バベルの塔以前の言語は一つだったのか複数だったのか? 創世記10章と11章

 
「聖書の現象」に関する記事です。
 
 
創世記10:5、20、31 
これらから海沿いの国々が分かれ出て、その地方により、氏族ごとに、それぞれ国々の国語があった。
以上が、その氏族、その国語ごとに、その地方、その国により示したハムの子孫である。
以上は、それぞれ氏族、国語、地方、国ごとに示したセムの子孫である。
 
創世記11:1 
さて、全地は一つのことば、一つの話しことばであった。
 
 
 創世記10:5、20、31によると、当時の人類は様々な言語で話していたようです。

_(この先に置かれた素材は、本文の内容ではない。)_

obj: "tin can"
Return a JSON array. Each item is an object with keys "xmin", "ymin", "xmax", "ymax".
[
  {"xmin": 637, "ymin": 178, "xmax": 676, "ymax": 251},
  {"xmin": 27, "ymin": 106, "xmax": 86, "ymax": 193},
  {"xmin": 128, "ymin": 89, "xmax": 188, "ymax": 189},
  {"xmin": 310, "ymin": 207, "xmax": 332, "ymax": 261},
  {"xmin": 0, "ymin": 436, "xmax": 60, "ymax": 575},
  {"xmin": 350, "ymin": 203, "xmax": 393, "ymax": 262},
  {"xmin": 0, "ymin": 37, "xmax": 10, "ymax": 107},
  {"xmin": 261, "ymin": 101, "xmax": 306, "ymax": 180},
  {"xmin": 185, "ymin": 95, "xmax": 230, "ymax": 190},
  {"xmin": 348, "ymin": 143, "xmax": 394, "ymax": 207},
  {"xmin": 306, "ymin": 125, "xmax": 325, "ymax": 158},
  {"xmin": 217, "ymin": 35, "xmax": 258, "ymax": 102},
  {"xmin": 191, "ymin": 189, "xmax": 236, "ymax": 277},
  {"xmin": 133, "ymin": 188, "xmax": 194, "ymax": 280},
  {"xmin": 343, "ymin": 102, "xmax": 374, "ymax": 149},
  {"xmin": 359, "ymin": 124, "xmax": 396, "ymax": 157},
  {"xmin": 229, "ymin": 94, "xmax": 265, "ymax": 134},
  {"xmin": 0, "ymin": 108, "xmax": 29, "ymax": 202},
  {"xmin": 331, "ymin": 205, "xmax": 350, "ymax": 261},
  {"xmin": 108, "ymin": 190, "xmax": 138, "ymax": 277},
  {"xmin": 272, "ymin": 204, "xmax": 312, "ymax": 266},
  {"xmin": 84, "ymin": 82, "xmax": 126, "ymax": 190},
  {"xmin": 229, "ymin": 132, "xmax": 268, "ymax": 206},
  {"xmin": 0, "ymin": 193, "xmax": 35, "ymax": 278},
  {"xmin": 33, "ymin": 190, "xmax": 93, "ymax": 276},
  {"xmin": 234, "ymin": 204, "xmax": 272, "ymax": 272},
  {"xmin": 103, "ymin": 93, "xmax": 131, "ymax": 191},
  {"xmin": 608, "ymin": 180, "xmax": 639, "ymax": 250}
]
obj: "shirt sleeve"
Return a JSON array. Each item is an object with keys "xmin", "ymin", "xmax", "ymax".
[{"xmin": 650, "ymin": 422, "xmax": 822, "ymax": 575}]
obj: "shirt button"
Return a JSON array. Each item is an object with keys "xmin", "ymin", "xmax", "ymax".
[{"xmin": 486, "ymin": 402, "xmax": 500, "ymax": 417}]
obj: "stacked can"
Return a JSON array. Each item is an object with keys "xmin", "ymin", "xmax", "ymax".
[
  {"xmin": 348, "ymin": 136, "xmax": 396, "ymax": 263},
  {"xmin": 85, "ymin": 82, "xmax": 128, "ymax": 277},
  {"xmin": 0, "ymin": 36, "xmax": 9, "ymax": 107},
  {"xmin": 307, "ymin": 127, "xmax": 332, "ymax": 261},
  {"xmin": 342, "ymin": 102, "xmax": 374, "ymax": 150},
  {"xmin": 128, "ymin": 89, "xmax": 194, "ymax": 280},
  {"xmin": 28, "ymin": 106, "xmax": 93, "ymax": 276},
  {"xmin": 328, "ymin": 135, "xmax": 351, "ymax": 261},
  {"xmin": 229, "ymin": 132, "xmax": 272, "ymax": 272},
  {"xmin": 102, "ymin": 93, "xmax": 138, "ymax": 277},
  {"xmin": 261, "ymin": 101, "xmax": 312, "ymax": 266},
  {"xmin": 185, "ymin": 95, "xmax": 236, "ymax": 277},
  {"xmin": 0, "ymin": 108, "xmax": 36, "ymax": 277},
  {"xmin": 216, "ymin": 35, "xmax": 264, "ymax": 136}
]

 しかし同11:1には「全地は一つのことば、一つの話しことばであった」とあります。
 
 これらの記述は矛盾するのではないか、という疑問があります。
 
 私たちは、どう考えるべきでしょうか?
 
 
解決案
 
Gleason Archer's Encyclopedia of Bible Difficulties」(グリーソン・アーチャー聖書難解事典)から、この疑問に対する説明を抄訳します。
 
 
創世記10章の内容は、アブラハムの直前の時代(紀元前約3000年)に至るまでの全行程を含んでいる。   
 
創世記の著者は、その全行程を調べた上で、洪水直後に起きた重要な出来事、すなわち創世記11:1~9に書かれているバベルの塔建設時の言語の混乱に遡って言及しているのだ。
 
ハム、セムヤペテから派生した様々な部族は、当時、同じ言語を話しながらも、部族の独自性を維持することに注意を払っていた。
 
神が彼らの傲慢な「世界統一」構想に終止符を打ったとき、神は彼らの言語を混乱させ、互いに理解し合えないようにされた。
 
こうして彼らは、集団的な計画を継続できなくなった。
 
言語の混乱以降であっても、部族内の言語の相違は決定的なものではなく、血筋を維持できる程度の意思疎通は可能であったと推測される。
                               (P80~P81より)


●あとがき
 
 理解のポイントは、創世記10章が言語の混乱以前と以降を含む長期間にわたる内容である反面、
 
 創世記11章の内容は、バベルの塔と言語の混乱にまで時系列的に遡って描写しているということです。
 
 前後の脈絡の中で理解すれば、それぞれの箇所は矛盾していないということです。